Is there a way to find the average of an array without exploding the array out? I have several different arrays and I'd like to be able to do something like the following:
df.select(col("Segment.Points.trajectory_points.longitude"))
DataFrame[longitude: array]
df.select(avg(col("Segment.Points.trajectory_points.longitude"))).show()
org.apache.spark.sql.AnalysisException: cannot resolve 'avg(Segment.Points.trajectory_points.longitude)' due to data type mismatch: function average requires numeric types, not ArrayType(DoubleType,true);;
If I have 3 unique records with the following arrays, I'd like the mean of these values as the output. This would be 3 mean longitude values.
Input:
[Row(longitude=[-80.9, -82.9]),
Row(longitude=[-82.92, -82.93, -82.94, -82.96, -82.92, -82.92]),
Row(longitude=[-82.93, -82.93])]
Output:
-81.9,
-82.931,
-82.93
I am using spark version 2.1.3.
Explode Solution:
So I've got this working by exploding, but I was hoping to avoid this step.
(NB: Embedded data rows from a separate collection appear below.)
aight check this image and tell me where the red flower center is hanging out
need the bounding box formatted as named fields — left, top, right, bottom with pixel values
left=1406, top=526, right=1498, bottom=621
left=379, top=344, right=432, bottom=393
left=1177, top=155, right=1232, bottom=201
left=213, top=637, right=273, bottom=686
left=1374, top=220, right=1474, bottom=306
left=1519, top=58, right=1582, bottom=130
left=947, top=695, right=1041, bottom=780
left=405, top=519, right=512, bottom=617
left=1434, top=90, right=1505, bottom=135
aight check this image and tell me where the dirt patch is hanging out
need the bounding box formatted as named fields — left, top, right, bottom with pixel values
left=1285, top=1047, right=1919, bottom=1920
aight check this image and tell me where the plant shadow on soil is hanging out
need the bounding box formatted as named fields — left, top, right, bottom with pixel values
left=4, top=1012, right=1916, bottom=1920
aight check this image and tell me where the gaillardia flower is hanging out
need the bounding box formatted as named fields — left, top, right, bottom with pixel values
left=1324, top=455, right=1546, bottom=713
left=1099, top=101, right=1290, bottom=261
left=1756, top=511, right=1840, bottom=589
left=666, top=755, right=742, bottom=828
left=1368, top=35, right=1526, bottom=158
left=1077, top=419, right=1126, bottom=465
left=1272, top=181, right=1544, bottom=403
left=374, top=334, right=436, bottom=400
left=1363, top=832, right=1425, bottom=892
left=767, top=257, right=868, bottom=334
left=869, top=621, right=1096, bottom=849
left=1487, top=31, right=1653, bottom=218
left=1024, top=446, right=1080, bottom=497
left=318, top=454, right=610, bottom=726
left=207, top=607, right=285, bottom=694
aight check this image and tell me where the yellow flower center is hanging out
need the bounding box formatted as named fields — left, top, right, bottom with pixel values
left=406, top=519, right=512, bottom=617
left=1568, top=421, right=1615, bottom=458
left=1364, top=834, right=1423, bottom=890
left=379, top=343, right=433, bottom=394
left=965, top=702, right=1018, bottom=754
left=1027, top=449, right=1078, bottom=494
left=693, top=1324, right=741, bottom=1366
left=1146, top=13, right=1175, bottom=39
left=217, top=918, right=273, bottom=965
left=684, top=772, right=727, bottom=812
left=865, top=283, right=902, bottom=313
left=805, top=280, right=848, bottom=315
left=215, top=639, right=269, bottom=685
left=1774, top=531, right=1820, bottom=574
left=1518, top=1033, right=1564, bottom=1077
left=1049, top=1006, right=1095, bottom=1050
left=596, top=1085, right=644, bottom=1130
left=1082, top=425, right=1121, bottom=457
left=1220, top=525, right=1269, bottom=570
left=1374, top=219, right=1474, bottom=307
Here's what I did
from pyspark.sql.functions import col
import pyspark.sql.functions as F
longitude_exp = df.select(
col("ID"),
F.posexplode("Segment.Points.trajectory_points.longitude").alias("pos", "longitude")
)
longitude_reduced = long_exp.groupBy("ID").agg(avg("longitude"))
This successfully took the mean. However, since I'll be doing this for several columns, I'll have to explode the same DF several different times. I'll keep working through it to find a cleaner way to do this.